My eyes flutter open as I blink it rapidly, my breathing was uneven. My vision is finally clear when I saw Jason worried face staring down at me as he was still holding me. He removes my sweaty hair from my forehead and caress my cheek softly. "You're okay. You're okay now." He coo. I didn't say anything just staring at his face. I'm feeling so drain suddenly.

I felt a soft kiss on my forehead to see Jason still looking at me worried. I let out a breath as I cuddle more to his chest closing my eyes. "Are you okay baby boy?" Jason asked rubbing my arms. I shook my head honestly. I don't know why I cannot lie to Jason, it's like every time he ask me something, I will respond truthfully and if I even tried to hide what I really was feeling, he'll still know that I'm lying anyways. 

"What did you dream about Jay?" he question softly now also lying down with me basically on top of him as my head still resting oh heartbeat chest. "Him." I whisper. I felt him tense. "You know it's just playing with your mind Jay. Don't think about it too much. You've been doing well on your session." He remind me. It's true it's been 2 months now and my session with Doctor Ethan has been going great but my nightmares seems to never let me be in peace.
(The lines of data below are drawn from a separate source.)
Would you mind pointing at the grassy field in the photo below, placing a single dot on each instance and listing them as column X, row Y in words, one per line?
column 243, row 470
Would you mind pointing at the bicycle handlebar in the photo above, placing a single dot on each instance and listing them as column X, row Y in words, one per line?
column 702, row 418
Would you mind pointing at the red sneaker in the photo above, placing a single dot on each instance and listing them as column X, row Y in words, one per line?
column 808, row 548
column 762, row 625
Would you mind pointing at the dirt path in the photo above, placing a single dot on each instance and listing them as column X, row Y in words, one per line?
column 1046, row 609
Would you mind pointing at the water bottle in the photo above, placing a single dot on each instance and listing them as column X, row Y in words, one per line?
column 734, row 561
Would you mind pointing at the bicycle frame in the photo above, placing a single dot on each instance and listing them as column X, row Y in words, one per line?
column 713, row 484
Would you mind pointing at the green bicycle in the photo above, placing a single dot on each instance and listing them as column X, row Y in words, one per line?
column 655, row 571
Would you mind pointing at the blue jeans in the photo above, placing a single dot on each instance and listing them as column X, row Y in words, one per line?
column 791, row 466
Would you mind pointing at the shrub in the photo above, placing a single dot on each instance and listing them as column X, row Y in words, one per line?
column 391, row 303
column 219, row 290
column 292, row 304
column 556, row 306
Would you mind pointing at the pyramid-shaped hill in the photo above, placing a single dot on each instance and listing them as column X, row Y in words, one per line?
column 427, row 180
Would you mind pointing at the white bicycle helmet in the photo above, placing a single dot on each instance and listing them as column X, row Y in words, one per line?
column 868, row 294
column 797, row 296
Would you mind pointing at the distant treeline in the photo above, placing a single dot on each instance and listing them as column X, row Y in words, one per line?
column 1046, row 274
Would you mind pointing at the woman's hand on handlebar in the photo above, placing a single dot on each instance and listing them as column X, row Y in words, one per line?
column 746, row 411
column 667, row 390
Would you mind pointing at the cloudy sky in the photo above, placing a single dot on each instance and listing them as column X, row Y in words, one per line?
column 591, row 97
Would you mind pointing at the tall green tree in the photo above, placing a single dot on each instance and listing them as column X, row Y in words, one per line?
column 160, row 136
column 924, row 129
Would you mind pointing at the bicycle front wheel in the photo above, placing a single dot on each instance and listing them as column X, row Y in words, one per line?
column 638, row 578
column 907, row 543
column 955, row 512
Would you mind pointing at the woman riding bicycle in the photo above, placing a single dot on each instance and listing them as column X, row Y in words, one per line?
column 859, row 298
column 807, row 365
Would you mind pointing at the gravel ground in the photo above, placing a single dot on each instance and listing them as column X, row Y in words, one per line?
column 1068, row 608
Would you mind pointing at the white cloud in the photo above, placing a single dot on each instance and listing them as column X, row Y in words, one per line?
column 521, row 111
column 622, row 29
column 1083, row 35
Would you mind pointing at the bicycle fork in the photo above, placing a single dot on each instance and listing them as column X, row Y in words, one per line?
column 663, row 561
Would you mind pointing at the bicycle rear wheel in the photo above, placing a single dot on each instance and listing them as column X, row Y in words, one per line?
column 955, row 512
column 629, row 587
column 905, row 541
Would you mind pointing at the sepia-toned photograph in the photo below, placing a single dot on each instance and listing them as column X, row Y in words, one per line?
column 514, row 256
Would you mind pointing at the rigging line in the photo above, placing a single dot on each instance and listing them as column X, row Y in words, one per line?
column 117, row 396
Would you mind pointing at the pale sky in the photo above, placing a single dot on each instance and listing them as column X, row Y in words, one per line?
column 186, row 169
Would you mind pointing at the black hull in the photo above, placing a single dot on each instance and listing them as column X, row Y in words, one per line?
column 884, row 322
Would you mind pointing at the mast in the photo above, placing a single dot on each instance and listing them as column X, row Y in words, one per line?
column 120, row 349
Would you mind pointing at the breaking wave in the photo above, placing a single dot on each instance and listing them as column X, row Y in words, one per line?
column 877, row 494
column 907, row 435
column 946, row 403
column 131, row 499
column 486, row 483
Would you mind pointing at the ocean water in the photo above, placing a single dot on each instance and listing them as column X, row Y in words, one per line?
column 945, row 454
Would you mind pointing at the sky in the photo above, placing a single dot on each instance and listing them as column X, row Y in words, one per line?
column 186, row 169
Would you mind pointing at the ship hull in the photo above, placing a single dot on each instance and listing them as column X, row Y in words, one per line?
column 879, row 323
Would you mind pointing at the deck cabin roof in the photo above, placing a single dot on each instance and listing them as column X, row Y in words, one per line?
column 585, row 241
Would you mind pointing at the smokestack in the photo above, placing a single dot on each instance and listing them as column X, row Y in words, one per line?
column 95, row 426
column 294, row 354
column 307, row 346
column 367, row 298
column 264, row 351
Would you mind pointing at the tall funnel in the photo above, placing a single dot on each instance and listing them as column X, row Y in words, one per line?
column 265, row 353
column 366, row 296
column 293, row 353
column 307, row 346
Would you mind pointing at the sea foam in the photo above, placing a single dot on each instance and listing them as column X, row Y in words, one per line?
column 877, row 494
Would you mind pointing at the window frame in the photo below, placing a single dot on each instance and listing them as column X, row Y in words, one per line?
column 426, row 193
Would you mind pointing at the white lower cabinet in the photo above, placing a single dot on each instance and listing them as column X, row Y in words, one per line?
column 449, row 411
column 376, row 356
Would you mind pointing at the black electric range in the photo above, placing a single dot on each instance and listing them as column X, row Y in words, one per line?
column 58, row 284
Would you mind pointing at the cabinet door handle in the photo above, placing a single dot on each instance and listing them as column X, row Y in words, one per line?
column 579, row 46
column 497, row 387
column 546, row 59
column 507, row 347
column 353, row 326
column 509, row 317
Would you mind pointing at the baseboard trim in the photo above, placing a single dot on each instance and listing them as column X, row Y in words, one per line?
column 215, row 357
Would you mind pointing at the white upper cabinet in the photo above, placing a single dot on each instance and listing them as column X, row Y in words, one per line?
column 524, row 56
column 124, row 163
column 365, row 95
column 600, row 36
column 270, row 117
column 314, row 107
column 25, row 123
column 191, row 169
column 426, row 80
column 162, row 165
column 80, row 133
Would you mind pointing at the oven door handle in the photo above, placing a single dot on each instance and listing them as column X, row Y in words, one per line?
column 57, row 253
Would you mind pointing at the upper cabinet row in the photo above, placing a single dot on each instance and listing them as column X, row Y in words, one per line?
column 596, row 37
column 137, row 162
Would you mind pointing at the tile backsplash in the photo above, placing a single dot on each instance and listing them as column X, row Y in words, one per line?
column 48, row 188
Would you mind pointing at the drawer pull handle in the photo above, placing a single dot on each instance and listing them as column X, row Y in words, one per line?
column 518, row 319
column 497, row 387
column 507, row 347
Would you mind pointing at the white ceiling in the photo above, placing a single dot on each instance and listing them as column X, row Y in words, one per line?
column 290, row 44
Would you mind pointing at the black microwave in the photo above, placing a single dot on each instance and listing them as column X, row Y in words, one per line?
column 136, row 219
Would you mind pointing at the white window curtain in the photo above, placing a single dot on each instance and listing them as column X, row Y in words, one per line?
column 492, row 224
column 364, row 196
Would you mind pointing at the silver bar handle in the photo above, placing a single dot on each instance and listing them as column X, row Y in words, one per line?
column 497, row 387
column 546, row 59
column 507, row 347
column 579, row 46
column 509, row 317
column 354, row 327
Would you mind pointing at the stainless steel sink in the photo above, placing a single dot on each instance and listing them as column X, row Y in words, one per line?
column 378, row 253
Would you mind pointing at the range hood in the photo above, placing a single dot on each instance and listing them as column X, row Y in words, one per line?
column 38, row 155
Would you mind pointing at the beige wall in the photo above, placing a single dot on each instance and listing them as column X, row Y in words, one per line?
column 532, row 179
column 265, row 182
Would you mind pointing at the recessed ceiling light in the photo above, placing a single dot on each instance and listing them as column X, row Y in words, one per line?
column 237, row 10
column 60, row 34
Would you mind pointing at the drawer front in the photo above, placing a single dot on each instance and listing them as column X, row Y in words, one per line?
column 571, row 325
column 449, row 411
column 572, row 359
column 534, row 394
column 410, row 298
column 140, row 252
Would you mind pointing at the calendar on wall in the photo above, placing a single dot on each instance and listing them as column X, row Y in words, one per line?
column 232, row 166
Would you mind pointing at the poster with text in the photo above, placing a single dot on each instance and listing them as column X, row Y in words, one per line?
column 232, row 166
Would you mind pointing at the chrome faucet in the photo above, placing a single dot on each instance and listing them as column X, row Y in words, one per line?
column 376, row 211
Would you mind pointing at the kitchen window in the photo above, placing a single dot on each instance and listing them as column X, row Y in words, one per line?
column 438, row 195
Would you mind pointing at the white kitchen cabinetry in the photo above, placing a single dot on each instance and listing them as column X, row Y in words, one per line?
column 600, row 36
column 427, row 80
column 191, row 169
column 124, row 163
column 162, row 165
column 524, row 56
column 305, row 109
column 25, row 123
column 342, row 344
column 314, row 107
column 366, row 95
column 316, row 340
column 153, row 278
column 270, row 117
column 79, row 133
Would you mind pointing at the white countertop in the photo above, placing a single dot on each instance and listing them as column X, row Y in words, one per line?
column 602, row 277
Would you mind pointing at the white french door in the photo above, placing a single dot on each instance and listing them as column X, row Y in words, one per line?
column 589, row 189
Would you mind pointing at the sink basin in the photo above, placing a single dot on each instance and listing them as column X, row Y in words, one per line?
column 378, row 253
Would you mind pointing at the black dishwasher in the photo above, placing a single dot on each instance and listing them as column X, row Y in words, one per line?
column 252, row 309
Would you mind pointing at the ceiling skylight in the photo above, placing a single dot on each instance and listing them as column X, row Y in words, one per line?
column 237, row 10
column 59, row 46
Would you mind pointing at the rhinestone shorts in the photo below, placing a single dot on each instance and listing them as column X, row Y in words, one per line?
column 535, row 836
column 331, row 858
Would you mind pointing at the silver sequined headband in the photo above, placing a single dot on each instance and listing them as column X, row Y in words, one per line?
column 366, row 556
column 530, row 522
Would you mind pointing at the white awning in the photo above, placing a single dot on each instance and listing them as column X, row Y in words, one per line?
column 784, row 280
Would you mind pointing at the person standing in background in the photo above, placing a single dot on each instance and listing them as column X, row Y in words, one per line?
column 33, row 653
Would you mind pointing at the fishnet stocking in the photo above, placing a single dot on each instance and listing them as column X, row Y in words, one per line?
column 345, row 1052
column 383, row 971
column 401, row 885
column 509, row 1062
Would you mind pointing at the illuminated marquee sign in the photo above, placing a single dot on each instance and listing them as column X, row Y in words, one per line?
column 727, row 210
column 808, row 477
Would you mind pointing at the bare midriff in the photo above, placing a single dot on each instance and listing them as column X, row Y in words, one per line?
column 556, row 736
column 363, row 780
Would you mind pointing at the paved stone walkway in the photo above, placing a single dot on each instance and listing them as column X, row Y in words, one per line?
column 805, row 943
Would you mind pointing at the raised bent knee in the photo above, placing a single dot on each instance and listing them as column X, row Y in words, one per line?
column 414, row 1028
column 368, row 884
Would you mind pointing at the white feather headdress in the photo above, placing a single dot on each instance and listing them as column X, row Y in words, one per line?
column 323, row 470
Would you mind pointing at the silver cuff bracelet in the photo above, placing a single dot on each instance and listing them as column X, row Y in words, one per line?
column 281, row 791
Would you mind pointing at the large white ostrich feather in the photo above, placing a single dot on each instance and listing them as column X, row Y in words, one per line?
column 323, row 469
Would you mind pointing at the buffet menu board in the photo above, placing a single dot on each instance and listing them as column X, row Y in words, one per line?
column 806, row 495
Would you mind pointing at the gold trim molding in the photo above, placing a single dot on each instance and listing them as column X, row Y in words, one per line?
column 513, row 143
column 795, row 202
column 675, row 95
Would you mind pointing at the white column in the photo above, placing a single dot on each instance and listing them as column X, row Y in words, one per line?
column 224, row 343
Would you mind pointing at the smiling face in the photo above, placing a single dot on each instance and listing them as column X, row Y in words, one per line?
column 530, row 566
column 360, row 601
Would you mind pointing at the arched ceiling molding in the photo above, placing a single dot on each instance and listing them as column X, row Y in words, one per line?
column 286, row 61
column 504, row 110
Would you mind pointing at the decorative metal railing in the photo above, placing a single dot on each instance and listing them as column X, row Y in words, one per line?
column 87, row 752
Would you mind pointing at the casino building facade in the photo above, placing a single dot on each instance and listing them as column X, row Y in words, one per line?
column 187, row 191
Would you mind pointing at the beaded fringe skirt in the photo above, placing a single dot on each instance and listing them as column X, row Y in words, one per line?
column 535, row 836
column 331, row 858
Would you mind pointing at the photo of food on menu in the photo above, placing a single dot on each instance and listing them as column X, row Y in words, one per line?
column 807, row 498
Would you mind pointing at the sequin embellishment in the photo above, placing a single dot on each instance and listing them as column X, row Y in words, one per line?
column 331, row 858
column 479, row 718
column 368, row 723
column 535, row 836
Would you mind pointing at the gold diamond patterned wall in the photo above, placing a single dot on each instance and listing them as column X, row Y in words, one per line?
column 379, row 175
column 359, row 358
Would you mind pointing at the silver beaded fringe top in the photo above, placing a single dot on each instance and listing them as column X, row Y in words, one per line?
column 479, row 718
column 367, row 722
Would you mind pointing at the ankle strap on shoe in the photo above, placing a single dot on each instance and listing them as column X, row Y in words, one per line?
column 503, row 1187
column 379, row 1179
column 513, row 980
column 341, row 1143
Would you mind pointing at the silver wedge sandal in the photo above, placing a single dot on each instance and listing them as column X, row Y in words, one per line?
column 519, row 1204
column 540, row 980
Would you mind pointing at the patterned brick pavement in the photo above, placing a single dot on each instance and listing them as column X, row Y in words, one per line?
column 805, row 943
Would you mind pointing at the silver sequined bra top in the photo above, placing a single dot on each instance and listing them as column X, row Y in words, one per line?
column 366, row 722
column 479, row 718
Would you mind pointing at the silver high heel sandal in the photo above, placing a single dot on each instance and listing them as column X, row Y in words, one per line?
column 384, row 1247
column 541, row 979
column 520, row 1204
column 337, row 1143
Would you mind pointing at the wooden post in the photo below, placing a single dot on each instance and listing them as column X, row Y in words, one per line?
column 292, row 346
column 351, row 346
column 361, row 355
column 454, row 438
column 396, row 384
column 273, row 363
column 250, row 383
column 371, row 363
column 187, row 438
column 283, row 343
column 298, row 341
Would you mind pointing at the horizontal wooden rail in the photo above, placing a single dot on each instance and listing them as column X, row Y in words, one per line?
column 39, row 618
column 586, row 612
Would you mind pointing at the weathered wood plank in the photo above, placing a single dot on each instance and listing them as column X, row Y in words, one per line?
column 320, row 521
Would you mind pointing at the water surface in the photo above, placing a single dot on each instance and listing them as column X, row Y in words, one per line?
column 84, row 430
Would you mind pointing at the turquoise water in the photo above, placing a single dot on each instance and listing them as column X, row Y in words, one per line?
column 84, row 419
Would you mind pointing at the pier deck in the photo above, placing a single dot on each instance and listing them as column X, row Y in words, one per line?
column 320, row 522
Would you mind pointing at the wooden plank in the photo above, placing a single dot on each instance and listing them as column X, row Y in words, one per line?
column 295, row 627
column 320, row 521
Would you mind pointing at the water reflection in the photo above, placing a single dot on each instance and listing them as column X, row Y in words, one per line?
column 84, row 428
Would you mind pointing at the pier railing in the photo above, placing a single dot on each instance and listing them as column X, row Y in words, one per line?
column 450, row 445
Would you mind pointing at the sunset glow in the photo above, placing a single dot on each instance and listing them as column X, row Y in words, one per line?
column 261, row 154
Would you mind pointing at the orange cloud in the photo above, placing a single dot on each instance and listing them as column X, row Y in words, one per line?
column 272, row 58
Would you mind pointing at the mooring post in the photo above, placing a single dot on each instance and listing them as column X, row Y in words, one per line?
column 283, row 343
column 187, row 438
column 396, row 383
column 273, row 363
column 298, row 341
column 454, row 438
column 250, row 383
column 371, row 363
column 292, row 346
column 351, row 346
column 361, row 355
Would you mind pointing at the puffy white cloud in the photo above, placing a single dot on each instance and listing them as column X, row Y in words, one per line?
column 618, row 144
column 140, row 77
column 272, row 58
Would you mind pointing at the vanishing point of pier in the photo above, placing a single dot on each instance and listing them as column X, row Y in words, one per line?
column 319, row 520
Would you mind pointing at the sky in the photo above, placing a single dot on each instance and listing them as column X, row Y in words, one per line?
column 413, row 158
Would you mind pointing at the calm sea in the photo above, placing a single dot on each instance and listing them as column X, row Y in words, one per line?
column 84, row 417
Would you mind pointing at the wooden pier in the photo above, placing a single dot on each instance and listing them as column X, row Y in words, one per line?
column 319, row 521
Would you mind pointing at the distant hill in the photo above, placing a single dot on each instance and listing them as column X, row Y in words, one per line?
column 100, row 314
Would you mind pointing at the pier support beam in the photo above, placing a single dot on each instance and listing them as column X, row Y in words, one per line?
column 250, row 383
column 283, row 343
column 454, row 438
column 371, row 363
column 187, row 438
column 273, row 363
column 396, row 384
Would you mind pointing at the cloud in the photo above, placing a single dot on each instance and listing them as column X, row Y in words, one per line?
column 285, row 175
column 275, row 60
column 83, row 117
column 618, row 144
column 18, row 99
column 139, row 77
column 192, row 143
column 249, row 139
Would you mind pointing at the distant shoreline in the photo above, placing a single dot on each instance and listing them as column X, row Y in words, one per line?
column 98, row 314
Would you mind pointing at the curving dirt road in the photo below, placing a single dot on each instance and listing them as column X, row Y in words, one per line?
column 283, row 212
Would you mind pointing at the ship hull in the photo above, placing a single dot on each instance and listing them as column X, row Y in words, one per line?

I don't have nightmares as often as before but every time I have it, things will get bad again. I will get scared again, each time I'm one step in front, those memories will come haunt me again. I'm just scared, I can't erase them from my head. I just want to forget about whatever happens. "Jay?" Jason soft voice make me look at him tiredly. "What's wrong baby boy?" he asked again.

"I just want to f..forget.. Jason." I croaked. He frown playing with my hair softly. "I know Jay." He sigh heavily staring in to my eyes and suddenly he smiles at me. "I wish I could do it for you." He whisper in defeat. I furrow eyebrows not liking seeing him upset. "I wish every day in my life that I could just erase all those horrific things that happen to you and fix your beautiful self Jay." He smile caressing my cheek. "But I can't, so I'm going to be here by your side for as long that you need me too." He sincerely tells me.

I could help but felt my heart flutter with everything Jason said and do for me. I've been feeling all this weird feelings lately and sometimes I don't even know what is it. It's just every time I'm around him, I felt all this warm and fuzzy. He makes me feel so safe and secure, I just couldn't have good sleep without him by my side and every time he compliment or say something sweet, I will always feel like smiling of how cheesy he is sometimes.